This article outlines a robust push-based observability architecture using AWS services to stream CloudWatch metrics to self-hosted OpenTelemetry collectors within a private VPC. It addresses common challenges of traditional pull-based monitoring at scale, such as API throttling and vendor lock-in, by leveraging CloudWatch Metric Streams, Amazon Kinesis Data Firehose, and AWS Lambda for real-time, cost-efficient data delivery.
Read original on AWS Architecture BlogOrganizations are increasingly adopting open-source observability frameworks like OpenTelemetry to reduce licensing costs and avoid vendor lock-in. This approach offers significant benefits for enterprises seeking to achieve sub-minute latency for real-time alerting and consolidate observability data from various sources. While CloudWatch Metric Streams natively support OpenTelemetry endpoints, self-hosting collectors within a Virtual Private Cloud (VPC) presents a connectivity challenge that requires an intermediary solution.
The article highlights the drawbacks of traditional pull-based monitoring, exemplified by Prometheus, at scale. Frequent API polling can lead to high costs, API throttling, metric loss, and gaps in observability data, failing to meet real-time alerting requirements. A push-based architecture, where metrics are actively sent to collectors, offers substantial advantages, especially for event-driven systems requiring near real-time data.

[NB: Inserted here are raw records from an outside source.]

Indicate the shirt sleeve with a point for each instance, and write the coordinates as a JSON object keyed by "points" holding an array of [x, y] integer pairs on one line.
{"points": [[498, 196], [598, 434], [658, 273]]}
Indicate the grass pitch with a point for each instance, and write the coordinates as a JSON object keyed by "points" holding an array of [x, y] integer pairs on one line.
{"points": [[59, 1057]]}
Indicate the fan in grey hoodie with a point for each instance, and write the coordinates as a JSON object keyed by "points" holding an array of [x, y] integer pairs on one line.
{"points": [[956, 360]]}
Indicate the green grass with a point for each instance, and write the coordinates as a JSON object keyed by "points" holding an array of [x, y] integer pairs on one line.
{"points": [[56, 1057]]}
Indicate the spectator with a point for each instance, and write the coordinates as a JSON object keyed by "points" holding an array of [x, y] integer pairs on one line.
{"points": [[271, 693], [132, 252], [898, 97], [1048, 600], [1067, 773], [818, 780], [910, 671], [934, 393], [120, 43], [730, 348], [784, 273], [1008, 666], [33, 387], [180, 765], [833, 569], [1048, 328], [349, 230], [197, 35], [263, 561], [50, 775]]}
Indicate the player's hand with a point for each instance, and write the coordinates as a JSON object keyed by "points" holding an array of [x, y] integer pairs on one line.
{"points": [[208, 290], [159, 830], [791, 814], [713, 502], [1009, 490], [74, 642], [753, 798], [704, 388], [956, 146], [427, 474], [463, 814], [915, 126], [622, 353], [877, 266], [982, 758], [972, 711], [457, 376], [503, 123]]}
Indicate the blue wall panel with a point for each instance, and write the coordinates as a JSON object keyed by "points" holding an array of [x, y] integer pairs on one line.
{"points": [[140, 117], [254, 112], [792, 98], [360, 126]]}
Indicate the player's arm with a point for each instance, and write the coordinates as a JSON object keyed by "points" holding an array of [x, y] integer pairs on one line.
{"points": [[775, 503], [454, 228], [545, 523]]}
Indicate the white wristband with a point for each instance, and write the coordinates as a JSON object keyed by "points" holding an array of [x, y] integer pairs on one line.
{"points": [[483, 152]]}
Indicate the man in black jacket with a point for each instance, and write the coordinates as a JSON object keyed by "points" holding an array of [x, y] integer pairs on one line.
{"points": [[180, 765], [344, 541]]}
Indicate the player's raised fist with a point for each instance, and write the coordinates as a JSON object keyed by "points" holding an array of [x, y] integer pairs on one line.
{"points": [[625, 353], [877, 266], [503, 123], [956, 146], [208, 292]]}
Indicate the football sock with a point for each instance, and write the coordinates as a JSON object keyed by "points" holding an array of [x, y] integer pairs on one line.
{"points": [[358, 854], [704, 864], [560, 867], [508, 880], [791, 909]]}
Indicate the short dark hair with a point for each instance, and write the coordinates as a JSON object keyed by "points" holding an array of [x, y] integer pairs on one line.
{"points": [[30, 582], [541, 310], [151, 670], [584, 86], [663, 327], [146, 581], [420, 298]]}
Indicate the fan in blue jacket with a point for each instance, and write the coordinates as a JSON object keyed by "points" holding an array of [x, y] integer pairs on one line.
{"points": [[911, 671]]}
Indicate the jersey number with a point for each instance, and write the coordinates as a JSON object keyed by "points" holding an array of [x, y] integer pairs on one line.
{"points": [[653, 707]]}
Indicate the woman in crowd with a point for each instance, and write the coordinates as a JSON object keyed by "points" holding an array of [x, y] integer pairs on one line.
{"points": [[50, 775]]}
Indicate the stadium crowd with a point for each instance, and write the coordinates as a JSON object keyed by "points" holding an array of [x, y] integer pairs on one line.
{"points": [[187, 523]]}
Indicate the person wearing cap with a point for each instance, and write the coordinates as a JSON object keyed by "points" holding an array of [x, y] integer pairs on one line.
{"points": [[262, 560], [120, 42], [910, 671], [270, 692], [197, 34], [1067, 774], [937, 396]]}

The proposed solution addresses the challenge of streaming CloudWatch metrics to private VPC-based OpenTelemetry collectors. It leverages an intermediary AWS Lambda function to bridge the gap, as Amazon Kinesis Data Firehose, while supporting HTTP endpoints, requires them to be public. This architecture ensures strict data privacy requirements are met by keeping the metric data and OpenTelemetry collector within the customer's VPC.

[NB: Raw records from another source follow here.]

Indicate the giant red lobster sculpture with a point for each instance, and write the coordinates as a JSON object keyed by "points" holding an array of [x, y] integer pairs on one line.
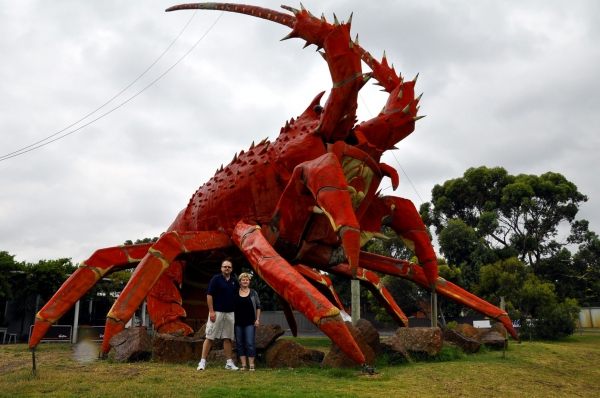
{"points": [[307, 201]]}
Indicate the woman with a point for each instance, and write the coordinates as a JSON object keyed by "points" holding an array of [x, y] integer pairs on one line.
{"points": [[247, 317]]}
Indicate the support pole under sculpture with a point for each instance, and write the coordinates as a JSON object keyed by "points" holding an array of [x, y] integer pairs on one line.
{"points": [[355, 290], [75, 324], [434, 310]]}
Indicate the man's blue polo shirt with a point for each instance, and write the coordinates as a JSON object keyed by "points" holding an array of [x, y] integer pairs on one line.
{"points": [[223, 292]]}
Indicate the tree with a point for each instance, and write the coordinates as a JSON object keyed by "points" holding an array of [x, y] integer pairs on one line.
{"points": [[8, 266], [515, 215], [41, 279]]}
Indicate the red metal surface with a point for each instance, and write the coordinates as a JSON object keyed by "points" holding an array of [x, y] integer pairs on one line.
{"points": [[309, 199]]}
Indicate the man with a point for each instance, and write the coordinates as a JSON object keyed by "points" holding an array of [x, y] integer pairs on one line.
{"points": [[220, 298]]}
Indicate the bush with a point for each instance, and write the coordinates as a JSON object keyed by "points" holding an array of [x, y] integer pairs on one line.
{"points": [[553, 321], [451, 325], [558, 321]]}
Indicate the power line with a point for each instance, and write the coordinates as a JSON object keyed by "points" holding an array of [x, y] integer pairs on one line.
{"points": [[35, 146]]}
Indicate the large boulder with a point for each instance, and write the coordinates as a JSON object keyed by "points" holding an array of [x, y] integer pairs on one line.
{"points": [[467, 344], [426, 340], [266, 335], [176, 349], [370, 334], [131, 344], [394, 349], [289, 354], [336, 358]]}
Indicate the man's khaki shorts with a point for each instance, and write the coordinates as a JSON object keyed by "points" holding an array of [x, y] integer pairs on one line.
{"points": [[222, 328]]}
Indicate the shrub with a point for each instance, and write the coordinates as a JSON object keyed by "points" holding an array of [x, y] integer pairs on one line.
{"points": [[451, 325]]}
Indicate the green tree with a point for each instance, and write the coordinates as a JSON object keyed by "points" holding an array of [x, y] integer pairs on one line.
{"points": [[515, 215], [8, 266], [41, 279]]}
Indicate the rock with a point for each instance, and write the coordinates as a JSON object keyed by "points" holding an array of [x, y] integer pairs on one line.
{"points": [[131, 344], [176, 349], [336, 358], [494, 340], [266, 335], [394, 348], [216, 356], [371, 335], [289, 354], [467, 344], [497, 328], [428, 340], [316, 355]]}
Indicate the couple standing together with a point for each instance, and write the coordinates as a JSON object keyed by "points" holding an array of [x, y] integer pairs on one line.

Key Components and Their Roles
The architecture comprises: 1. CloudWatch Metric Streams: Streams metrics in near real-time, configured to output in JSON format to Firehose. 2. Amazon Kinesis Data Firehose: A fully managed service for reliable real-time data capture, transformation, and delivery. 3. AWS Lambda Transform Function: Invoked synchronously by Firehose to push metrics securely through an internal Network Load Balancer (NLB) to the VPC-based collector. This function preprocesses and filters data as needed. 4. OpenTelemetry Collector (on EC2): Runs as a container on EC2 instances within a private subnet, acting as a central hub to receive, process (via receivers, processors, exporters), and forward telemetry data to various backends (e.g., Amazon Managed Prometheus, AWS X-Ray, Amazon CloudWatch).
An internal Network Load Balancer (NLB) is crucial for distributing TCP traffic to the OpenTelemetry collectors running on EC2 instances. This setup provides a scalable and secure way to ingest metrics into a customer's private observability infrastructure, allowing aggregation of metrics from diverse sources into a single pane of glass.